Set the number of categories n = 2, and use hierarchical clustering to cluster task lists. The results are shown in
Figure 20. The blue dots represent task list 1, task list 2, task list 3, task list 6, task list 8, and task list 9 as a group. The green dots represent task list 4, task list 5, task list 7, task list 10, task list 11, and task list 12 as a group. The intelligent scheduling algorithm is used to solve each group of task lists, respectively. The solution path planning is shown in
Figure 21, and the result is consistent with the result of the non-grouping solution. The 20 times solution time in the group of dual-layer genetic algorithm based on hierarchical clustering is counted, and the scatter diagram is drawn as shown in
Figure 22. It can be seen from the diagram that the solution time is evenly distributed in the vicinity of 6.7~6.9 s, with an average value of 6.8 s. Compared with the dual-layer genetic algorithm, the solution time is reduced by 30%. In the actual distribution, the task list information is always updated in real time, so each time, one only needs to pay attention to the first set of results of the delivery time.
7. Conclusions
In an attempt to solve the problems of the low intelligent distribution degree and high working intensity of auxiliary transportation systems, an intelligent distribution strategy of coal mine auxiliary transportation materials is proposed based on the application of the unmanned driving technology of auxiliary transportation robots. Firstly, combined with the characteristics of materials and standard containers, a three-dimensional loading model is established with the goal of maximizing the space utilization of standard containers. The three-dimensional space segmentation heuristic algorithm is used to solve the material loading scheme. Compared with manual random loading, the maximum space utilization of standard containers increases by 18%, and the standard container occupancy decreases by 20%. Then, the multi-objective optimization model of distribution parameters is established with the shortest distribution distance, the shortest delay time, and the least distribution vehicles as the objectives, and the dual-layer genetic algorithm is used to solve the distribution scheme. The results show that in the case of having 2 robots available, compared with manual scheduling, the total distribution distance is reduced by 34% and the delay time is reduced by 100%, which has better performance. Finally, the spatiotemporal conversion coefficient is designed to solve the task list by hierarchical clustering, and the solution time is reduced by 30%, which improves the efficiency of real-time task list dynamic programming.

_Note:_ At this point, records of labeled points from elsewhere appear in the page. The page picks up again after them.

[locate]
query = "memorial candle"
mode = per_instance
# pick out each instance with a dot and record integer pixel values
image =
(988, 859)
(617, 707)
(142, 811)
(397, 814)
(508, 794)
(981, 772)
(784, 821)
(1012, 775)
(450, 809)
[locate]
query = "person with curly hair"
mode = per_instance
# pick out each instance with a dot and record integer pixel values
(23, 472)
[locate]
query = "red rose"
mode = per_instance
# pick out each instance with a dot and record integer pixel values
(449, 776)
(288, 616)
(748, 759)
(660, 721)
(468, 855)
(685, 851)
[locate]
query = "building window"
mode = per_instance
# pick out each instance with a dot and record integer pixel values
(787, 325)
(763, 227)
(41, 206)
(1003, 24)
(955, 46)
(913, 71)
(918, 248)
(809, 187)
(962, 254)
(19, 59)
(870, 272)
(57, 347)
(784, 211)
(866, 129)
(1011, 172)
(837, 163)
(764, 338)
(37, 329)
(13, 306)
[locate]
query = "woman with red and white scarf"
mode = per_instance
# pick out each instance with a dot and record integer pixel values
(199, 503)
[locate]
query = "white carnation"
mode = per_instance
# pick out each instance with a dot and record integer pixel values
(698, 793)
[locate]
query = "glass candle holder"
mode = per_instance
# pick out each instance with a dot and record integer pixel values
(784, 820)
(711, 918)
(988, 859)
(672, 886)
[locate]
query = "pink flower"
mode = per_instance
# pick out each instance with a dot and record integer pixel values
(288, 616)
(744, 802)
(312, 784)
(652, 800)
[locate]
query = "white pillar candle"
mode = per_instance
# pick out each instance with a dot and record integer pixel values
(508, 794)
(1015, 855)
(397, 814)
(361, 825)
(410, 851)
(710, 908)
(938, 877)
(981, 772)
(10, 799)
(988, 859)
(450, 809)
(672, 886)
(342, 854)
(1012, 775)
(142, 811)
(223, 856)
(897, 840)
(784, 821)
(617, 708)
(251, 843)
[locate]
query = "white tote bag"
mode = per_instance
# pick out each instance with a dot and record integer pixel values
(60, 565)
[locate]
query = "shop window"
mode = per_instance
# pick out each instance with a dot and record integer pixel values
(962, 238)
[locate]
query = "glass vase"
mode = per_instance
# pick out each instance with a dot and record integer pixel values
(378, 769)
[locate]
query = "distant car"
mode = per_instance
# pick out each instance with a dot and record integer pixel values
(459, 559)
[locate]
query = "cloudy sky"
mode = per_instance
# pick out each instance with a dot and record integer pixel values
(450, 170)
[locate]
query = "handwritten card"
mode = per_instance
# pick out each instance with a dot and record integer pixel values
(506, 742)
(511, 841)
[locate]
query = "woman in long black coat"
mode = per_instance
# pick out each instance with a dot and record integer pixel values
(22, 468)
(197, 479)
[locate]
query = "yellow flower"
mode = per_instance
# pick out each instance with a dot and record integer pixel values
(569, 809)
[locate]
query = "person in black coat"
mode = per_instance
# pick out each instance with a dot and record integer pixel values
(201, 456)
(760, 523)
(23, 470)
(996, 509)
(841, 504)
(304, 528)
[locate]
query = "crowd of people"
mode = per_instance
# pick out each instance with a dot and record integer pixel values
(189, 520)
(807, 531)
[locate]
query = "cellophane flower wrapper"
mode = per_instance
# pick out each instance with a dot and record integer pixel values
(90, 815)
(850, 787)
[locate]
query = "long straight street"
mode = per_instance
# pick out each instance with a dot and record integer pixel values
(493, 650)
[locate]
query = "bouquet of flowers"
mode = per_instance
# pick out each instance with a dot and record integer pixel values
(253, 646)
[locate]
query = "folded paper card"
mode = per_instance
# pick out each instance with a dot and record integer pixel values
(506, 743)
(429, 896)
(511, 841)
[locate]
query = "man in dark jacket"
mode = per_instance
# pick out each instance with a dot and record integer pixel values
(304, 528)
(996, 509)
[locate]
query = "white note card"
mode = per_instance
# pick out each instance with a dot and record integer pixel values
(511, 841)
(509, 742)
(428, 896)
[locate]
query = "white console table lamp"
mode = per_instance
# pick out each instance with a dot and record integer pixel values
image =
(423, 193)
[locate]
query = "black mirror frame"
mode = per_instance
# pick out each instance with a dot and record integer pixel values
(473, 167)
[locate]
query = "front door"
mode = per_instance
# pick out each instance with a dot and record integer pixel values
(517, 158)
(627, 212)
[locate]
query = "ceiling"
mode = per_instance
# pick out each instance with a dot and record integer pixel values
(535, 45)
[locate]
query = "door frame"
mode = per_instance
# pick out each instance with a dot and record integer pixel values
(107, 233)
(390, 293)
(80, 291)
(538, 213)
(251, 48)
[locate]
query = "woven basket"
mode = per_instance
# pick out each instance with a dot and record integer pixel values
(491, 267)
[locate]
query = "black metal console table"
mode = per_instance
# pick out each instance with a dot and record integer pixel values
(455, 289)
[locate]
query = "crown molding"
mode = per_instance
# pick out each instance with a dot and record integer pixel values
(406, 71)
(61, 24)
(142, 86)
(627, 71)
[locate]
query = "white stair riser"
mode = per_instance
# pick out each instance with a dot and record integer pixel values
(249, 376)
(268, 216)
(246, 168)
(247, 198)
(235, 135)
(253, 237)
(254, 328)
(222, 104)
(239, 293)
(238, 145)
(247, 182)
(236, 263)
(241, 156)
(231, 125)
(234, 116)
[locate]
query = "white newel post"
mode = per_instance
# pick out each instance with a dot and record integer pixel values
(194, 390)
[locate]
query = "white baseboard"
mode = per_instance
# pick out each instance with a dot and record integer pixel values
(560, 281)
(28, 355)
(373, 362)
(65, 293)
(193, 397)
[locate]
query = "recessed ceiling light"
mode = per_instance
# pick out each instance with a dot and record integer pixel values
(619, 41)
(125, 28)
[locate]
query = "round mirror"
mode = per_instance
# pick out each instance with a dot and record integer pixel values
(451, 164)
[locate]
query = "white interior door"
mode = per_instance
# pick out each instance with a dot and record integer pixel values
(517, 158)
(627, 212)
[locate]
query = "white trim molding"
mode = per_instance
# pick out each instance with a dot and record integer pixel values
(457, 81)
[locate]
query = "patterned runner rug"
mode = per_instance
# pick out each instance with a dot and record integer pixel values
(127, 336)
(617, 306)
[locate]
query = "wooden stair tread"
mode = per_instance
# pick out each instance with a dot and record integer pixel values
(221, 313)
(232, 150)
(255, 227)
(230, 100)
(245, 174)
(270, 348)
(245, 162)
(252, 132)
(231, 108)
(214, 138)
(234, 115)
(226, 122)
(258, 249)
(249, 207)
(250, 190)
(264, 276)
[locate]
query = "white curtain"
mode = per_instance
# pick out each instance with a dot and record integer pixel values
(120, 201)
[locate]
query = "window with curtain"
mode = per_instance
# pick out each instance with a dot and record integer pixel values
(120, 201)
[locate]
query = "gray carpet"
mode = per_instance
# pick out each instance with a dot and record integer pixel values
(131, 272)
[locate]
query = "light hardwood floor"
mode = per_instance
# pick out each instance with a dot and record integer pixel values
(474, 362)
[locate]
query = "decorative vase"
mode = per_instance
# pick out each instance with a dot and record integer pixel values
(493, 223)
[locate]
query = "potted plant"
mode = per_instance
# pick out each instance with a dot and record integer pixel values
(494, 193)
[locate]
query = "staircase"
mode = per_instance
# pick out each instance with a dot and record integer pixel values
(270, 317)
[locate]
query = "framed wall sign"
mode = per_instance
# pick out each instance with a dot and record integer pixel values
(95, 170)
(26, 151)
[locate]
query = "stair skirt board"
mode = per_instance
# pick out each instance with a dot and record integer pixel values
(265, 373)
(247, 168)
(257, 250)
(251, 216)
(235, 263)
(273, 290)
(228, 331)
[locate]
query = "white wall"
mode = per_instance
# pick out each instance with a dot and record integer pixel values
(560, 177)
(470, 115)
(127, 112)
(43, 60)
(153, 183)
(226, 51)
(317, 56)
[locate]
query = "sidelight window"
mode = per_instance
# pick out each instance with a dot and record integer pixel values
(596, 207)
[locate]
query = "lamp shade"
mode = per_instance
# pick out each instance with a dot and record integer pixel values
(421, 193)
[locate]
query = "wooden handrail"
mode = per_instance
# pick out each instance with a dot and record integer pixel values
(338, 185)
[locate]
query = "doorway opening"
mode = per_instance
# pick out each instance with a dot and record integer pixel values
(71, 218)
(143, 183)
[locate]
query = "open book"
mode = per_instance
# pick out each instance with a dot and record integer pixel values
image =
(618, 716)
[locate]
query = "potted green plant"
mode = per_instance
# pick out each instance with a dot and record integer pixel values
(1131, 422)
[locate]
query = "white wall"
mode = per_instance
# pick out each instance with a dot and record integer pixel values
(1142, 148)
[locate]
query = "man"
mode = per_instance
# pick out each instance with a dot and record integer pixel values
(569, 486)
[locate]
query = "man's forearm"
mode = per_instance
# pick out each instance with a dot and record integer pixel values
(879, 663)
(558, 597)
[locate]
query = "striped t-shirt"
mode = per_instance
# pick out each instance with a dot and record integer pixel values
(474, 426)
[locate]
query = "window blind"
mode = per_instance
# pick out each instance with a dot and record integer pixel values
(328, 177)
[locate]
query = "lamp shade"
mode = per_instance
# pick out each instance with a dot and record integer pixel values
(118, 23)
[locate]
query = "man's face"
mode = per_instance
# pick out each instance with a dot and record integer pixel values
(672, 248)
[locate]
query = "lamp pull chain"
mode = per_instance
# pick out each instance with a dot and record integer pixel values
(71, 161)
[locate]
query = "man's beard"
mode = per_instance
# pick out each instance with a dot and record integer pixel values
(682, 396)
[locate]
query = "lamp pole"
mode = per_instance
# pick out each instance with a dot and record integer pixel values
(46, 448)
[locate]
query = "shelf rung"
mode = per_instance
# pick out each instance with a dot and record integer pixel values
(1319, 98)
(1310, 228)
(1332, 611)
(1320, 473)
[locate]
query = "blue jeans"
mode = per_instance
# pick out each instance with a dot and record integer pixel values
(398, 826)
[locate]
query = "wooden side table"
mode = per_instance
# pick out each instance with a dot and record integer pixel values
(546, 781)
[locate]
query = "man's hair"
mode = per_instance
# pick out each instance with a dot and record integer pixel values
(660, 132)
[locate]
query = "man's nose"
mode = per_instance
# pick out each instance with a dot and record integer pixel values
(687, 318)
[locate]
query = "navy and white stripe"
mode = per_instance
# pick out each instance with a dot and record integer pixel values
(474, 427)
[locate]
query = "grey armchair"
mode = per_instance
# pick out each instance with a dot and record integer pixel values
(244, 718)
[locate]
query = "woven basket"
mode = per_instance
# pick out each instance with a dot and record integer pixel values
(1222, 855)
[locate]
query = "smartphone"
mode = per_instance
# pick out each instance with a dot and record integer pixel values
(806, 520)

There are many kinds of materials and different forms in the distribution of auxiliary transportation systems. This paper mainly takes rectangular materials as the research object, and the next step is to study the combination loading method of round materials, such as oil and air ducts and rectangular materials. In addition, the dual-layer genetic algorithm based on hierarchical clustering is insufficient for the analysis of engineering applicability, such as robot failure, traffic congestion, and roof collapse. The decision-making results of the algorithm are still unknown and still need to be explored.